Procedure in the VOA: initial appraisal
The VOA (IHTM23002) use the initial appraisal to risk assess and filter all cases using a two-stage process.
The first stage consists of identifying straightforward work to be ‘fast-tracked’ and thereby to maximise available resources to focus on more complex, and resource-intensive, work. ‘Fast-track’ cases comprise those valuations that are acceptable as offered, or that can be agreed, following minimal exchanges with the taxpayer. Those valuations that are acceptable for the ‘fast track’ will be returned within 20 working days of receipt.
The second stage involves valuations that cannot be accepted on initial appraisal being categorised into 4 graduated ‘work bands’, reflecting
- the number of properties
- the valuation difference; and
- the prospective tax at stake
A specified amount of time - that expected to be required to complete the valuation exercise - will be allocated immediately. If the initial time allocated proves insufficient the VOA will consider whether the issues, and potential tax at stake, warrant further time being allocated to the valuation. This may trigger an interim report, or phone call, to the IHT caseworker, to discuss tactics and a timetable for completion of the valuation.
The VOA instructions/procedures should ensure that
- Stage 1 is completed within 20 working days in all cases.
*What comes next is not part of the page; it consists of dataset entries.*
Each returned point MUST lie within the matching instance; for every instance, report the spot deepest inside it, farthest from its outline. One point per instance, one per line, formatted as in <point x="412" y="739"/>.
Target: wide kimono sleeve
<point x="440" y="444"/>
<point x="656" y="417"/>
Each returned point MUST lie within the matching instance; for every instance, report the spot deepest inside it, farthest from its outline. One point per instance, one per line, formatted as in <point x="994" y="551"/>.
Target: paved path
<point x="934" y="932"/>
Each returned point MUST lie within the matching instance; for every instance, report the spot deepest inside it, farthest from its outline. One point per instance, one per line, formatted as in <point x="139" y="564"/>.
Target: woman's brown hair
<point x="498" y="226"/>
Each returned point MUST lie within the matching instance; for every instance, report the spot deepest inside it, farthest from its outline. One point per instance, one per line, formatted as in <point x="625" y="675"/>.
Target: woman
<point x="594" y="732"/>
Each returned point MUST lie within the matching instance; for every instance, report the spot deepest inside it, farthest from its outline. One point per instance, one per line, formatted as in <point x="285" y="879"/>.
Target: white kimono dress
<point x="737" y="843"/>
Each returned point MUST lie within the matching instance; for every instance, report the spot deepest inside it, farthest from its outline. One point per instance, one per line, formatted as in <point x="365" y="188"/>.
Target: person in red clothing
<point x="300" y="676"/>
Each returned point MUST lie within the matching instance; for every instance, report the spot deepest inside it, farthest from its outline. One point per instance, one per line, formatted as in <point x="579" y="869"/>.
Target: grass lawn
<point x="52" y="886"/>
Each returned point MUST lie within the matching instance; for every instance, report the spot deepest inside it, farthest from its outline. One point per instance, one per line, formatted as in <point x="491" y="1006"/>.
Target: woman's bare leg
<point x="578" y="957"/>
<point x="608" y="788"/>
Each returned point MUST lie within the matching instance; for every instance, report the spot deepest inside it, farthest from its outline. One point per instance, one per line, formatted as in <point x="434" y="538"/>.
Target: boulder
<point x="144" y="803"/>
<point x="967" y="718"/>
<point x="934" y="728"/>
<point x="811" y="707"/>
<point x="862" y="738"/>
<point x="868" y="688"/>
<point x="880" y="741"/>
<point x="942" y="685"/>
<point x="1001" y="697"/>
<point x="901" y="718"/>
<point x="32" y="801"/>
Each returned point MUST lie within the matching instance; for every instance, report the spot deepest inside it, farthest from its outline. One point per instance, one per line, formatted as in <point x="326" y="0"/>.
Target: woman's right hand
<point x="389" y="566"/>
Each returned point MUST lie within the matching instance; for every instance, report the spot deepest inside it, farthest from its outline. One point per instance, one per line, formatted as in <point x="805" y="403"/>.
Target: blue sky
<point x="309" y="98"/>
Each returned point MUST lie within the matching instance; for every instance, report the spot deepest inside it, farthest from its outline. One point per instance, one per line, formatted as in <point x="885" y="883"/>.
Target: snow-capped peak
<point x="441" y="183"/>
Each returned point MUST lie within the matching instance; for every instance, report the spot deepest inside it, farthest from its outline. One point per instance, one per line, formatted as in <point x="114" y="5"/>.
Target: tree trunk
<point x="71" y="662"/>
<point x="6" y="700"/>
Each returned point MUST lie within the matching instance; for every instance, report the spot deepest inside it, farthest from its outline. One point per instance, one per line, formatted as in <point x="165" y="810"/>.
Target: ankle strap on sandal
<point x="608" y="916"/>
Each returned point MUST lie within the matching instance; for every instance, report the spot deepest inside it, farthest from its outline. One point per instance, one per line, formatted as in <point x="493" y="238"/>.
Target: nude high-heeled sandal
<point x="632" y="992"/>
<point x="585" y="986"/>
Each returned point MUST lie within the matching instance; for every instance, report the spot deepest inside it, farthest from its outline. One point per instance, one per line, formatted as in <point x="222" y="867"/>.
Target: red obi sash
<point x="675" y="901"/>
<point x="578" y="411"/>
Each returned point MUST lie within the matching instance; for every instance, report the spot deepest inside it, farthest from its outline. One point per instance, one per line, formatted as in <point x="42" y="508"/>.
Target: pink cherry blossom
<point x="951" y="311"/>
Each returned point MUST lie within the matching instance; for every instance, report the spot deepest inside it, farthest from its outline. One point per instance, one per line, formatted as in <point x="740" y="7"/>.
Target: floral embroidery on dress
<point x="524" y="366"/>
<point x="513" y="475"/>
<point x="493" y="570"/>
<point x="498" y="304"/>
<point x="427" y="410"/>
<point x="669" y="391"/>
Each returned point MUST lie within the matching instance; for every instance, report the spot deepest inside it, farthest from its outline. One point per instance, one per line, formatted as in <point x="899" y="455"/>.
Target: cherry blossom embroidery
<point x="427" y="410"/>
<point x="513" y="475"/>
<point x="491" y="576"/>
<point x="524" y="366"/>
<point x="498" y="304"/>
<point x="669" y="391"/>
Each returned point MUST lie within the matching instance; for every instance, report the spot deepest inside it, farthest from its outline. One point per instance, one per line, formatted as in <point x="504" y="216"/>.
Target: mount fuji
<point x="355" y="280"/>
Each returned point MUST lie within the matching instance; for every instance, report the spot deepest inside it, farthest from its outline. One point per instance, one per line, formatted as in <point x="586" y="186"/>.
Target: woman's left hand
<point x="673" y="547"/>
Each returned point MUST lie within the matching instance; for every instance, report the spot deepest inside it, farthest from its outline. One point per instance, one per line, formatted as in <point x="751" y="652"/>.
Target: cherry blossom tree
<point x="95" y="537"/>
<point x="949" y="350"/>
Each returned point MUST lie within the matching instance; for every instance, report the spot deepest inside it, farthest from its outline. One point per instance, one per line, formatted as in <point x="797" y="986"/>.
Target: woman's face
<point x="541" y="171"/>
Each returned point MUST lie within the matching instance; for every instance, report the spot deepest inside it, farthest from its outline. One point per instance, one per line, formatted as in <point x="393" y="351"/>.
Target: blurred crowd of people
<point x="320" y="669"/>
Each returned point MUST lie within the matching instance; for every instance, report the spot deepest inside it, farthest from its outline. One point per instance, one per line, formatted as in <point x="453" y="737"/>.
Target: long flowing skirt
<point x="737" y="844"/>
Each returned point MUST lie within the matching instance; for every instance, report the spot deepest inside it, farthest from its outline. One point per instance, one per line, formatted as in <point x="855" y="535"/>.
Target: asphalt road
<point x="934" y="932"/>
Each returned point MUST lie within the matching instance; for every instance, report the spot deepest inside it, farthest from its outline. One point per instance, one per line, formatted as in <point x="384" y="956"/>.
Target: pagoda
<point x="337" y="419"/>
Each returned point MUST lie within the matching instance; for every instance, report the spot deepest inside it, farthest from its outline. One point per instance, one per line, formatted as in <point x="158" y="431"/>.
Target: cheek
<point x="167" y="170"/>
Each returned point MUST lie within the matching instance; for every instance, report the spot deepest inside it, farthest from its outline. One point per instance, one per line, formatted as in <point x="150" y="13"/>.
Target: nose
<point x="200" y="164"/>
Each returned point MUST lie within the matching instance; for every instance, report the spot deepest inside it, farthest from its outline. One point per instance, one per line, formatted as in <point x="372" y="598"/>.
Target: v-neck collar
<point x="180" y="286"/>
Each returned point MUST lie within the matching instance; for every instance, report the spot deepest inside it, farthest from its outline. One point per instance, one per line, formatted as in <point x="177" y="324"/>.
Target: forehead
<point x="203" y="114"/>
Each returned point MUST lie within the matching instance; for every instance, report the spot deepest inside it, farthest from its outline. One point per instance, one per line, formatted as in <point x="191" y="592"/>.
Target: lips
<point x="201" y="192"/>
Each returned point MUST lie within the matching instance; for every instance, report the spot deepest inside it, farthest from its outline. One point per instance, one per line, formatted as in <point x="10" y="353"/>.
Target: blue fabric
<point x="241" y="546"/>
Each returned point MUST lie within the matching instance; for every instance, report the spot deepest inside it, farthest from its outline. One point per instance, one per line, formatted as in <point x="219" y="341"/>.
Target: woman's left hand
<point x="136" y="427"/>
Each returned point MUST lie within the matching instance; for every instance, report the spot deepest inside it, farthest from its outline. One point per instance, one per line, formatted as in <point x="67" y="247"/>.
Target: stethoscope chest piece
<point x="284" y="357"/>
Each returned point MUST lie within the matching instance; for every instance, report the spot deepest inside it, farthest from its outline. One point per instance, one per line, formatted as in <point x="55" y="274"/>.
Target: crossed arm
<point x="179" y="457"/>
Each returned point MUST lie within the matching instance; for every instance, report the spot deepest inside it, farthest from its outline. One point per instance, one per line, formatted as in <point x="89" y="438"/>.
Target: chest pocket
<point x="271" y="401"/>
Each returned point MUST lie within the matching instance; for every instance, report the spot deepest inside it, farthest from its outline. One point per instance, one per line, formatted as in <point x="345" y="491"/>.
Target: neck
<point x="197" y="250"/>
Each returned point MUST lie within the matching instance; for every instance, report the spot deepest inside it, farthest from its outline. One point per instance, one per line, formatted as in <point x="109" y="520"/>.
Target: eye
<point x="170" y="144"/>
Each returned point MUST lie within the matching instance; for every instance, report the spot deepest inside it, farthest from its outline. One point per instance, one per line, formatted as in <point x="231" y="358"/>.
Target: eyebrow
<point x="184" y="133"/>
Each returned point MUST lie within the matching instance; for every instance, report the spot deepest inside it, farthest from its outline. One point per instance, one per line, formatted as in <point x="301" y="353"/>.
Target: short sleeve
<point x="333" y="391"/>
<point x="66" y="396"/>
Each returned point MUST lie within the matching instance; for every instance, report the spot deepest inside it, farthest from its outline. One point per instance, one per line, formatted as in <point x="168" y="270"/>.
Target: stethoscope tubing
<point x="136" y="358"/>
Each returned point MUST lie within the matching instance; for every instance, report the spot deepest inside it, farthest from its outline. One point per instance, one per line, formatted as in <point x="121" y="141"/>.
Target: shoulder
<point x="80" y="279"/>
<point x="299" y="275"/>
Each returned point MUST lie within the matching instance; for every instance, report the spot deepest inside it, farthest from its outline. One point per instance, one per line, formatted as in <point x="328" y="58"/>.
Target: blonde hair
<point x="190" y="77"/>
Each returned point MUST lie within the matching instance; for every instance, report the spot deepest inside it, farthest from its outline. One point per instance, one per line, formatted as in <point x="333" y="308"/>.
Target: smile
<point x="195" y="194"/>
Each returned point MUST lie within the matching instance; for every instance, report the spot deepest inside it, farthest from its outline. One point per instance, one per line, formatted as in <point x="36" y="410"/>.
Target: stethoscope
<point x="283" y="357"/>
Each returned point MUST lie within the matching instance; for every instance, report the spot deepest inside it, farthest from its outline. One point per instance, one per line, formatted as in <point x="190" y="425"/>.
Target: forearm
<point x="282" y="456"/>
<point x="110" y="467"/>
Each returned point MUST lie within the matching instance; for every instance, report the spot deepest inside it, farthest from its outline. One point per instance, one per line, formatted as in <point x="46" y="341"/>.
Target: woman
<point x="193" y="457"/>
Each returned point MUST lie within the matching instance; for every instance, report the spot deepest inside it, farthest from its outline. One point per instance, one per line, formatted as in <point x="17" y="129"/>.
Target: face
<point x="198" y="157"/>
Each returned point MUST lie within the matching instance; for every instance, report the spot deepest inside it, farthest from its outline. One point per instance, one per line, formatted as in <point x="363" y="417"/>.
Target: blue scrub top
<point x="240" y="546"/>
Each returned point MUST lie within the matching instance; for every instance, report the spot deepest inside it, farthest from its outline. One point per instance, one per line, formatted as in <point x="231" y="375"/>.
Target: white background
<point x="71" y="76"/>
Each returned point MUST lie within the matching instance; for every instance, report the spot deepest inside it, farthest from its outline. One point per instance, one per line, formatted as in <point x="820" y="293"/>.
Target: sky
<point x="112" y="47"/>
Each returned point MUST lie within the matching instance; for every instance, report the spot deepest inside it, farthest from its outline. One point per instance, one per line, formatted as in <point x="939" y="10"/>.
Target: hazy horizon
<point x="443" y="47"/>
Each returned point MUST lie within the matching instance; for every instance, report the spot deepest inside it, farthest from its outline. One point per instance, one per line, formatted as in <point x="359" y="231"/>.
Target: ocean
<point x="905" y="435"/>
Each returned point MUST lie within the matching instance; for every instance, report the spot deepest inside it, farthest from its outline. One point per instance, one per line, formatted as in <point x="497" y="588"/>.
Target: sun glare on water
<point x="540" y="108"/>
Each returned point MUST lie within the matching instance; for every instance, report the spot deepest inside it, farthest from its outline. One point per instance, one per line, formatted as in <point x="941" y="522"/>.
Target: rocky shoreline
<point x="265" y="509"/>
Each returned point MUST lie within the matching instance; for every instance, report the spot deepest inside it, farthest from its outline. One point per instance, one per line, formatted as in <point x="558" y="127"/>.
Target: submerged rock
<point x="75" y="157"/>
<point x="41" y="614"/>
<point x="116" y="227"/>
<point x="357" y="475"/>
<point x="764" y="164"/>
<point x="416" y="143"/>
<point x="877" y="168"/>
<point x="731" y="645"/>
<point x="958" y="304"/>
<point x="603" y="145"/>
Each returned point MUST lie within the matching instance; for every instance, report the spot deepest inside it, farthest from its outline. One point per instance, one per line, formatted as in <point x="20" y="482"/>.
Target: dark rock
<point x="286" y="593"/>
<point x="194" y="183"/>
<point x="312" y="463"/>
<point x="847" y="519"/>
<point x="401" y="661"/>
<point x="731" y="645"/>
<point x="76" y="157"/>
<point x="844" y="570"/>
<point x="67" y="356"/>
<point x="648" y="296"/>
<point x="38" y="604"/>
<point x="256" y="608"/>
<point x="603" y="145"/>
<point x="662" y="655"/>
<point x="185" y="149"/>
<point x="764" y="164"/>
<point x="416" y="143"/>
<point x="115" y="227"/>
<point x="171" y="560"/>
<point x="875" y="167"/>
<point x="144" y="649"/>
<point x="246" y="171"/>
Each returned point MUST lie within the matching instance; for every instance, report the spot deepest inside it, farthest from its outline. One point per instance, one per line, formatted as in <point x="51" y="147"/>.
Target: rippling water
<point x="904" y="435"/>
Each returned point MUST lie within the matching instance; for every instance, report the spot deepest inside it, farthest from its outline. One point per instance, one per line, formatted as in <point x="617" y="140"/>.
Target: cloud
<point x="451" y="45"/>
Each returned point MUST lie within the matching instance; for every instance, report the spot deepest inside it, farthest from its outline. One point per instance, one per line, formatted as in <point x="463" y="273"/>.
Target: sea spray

For every case that cannot be accepted/completed by the end of the Stage 1, an initial letter should always be issued to the parties
- either to arrange inspection/make necessary further enquiries, or
- to issue an acknowledgement giving details of the appointed valuer and the anticipated timetable for follow-up contact
The Stage 2 time allocation process, the mechanism for determining whether further time should be allocated, if necessary (see above) and close management scrutiny of internal VOA procedures should each contribute to provide focussed reports that take proper, and full, account of the risk-based compliance strategy.